Another area where HTML as a model falls down is editor-only annotations (markup that helps the writer but is detrimental to the reader). Take for example the need to highlight a word in the text that meets some criteria (a suggested tag, or some legal issue around using this word). You may want to show an inline annotation to ask the editor whether they want to add this as a tag. A possible representation of this in HTML in the editor is:

<p>
  Scribe uses
  <mark>
    <div data-annotation="1" contenteditable="false">
      <p>Add this as a tag?</p>
      <p>
        <button data-accept>Yes</button>
        <button data-reject>No</button>
      </p>
    </div>
    contenteditable
  </mark>
</p>

The problem here is that now we have data that is not part of the document, and yet is modelled as part of our document. This is technically solvable but again, the DOM API is not well suited for handling this sort of data modelling, especially when the usage of these features becomes more complex. As you start to force more complex features through an HTML data model, you have to do more and more work to get around HTML’s limitations around modelling a rich text document, and you hit more and more of the browser inconsistencies. Managing all of these issues together, we found that innovating with Scribe became slow and difficult and was more about battling bugs than implementing features, and ultimately development slowed to a crawl.

The Guardian after Scribe

This brings us to the present day. As mentioned above we are moving to ProseMirror, an open source tool for building text editors that is under active development and has users including the New York Times. At the time of writing our main body copy editor is being driven using ProseMirror.

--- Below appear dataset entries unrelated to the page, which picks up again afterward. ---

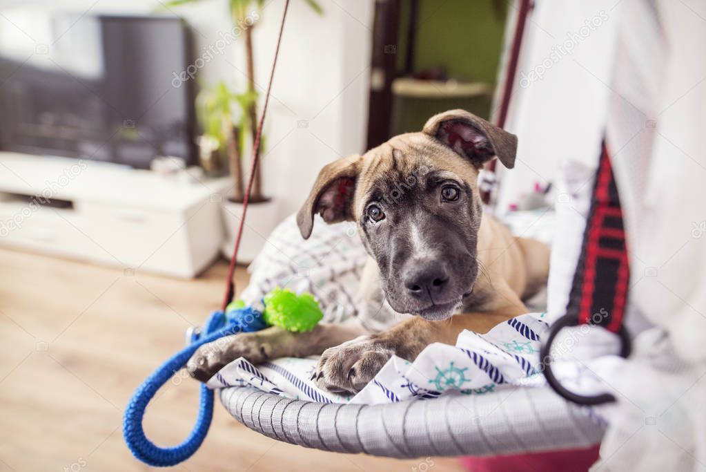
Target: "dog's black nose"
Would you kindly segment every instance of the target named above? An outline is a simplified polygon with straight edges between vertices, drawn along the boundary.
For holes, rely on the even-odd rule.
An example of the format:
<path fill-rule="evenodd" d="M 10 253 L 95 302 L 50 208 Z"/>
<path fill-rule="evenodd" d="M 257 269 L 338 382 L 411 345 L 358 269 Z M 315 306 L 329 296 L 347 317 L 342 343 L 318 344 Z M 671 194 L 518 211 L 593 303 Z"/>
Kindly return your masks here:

Perhaps the first thing to note is that ProseMirror still uses contenteditable under the hood. Despite the problems with contenteditable you get a lot of things out of the box with it that are currently almost impossible to implement without it: platform-native keyboard shortcuts, support for IMEs, right-to-left text editing etc. In fact there is a section in the W3C spec about the HTML 2D canvas that explains why not to implement a text editor on the canvas – plenty of which can equally be applied to describing why not to implement a text editor outside of contenteditable. Like Scribe, ProseMirror abstracts away contenteditable and allows granular extensions through plugins.

The important difference between Scribe and ProseMirror is that ProseMirror implements its own model layer that has a one-to-one mapping from semantics to the model, and an API that is made with document transformation in mind – not least collaborative editing.

An image representation of ProseMirror's model — ProseMirror has a flatter model where possible, making it much easier to reason about *Photograph: Marijn Haverbeke/prosemirror.net*

In ProseMirror, inline content is flat rather than a tree, which means operations such as changing styles on text don’t require any tree manipulation. And while nodes (h1, p, blockquote etc.) are still modelled as a tree, this accurately models how users think about things such as paragraphs and lists, and it’s almost always how they’re rendered when a reader consumes an article.

Aside from the much more sensible model and many other niceties, ProseMirror also handles the browser bugs/inconsistencies in one place, which allows us to get back to writing code that is closer to our domain problems than before.

We hope in time to be able to get our editor to a point that it can be open-sourced, but we’ll only do this if we believe we have the documentation and resource in place for that to be useful to users outside the Guardian.

The future for Scribe

Currently we are still using Scribe in many places inside the Guardian. The number of these instances will go down as we continue to work on our new editor but we may continue to make small security fixes, if and when required, throughout this period. It’s unlikely that we will be able to transition the canonical Scribe repository to maintainers outside the Guardian, especially as we continue to use it, but given that the project is open source and under an Apache license, we hope that forking will fulfil all the requirements of anyone looking to continue using Scribe outside the Guardian.